Home > WCL Journals & Law Reviews > SDLP > Vol. 21 > Iss. 2
Abstract
H&M’s 2019 “Conscious Collection” promotional images juxtapose lush green gardens with a hazy city skyline in the background. The collection, which advertises itself as “[t]he short cut to sustainable choices,” is just one example of many fashion brands’ attempts to capitalize on the increased demand for sustainable products. Each year, the fashion industry consumes approximately ninety-three billion cubic meters of water and produces an estimated ten percent of the world’s carbon emissions. The environmental effects of the fashion industry can be seen in images of the dried up Aral Sea in Uzbekistan and in the dye and chemical filled black rivers of Dhaka, Bangladesh’s garment manufacturing districts.

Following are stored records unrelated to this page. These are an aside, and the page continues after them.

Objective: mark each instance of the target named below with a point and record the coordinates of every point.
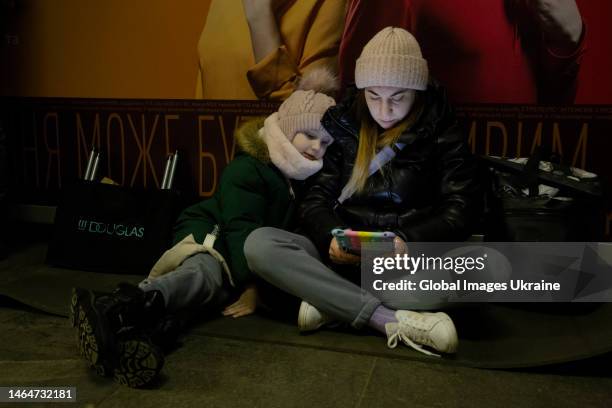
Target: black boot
(112, 335)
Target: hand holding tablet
(350, 241)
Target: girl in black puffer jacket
(427, 192)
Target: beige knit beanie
(392, 58)
(302, 112)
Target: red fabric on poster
(489, 51)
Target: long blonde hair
(371, 141)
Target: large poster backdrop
(521, 73)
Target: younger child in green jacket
(206, 266)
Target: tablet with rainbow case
(350, 241)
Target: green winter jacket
(252, 193)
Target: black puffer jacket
(428, 192)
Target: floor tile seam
(379, 355)
(367, 383)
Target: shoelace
(398, 335)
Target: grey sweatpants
(196, 283)
(291, 262)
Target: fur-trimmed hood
(264, 140)
(250, 142)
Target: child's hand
(245, 305)
(400, 246)
(337, 255)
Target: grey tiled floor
(206, 371)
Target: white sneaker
(435, 330)
(310, 318)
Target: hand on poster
(561, 22)
(245, 305)
(265, 35)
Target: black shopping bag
(542, 201)
(113, 229)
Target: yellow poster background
(101, 48)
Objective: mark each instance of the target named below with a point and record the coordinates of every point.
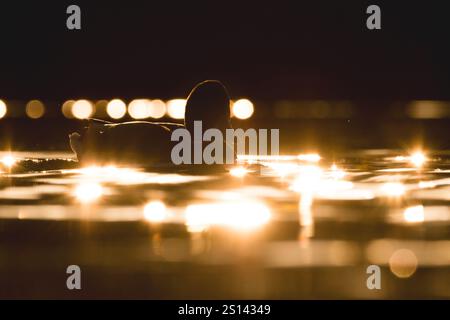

Fashion brands should be encouraged to reduce their impact on the environment but there is little oversight over the environmental claims they advertise. The burden of verifying the legitimacy of these environmental claims falls on the consumer. Case in point: in 2019, Norway’s Consumer Authority found that H&M’s sustainability and environmental benefit claims were not sufficiently explained by the brand and were misleading. In the United States, the Federal Trade Commission (“FTC”) occupies an analogous role of taking action against brands that advertise false or misleading claims. However, the closest the FTC has come to addressing greenwashing and unsubstantiated environmental benefit claims in the fashion industry was a series actions against retailers for marketing rayon fiber products as bamboo.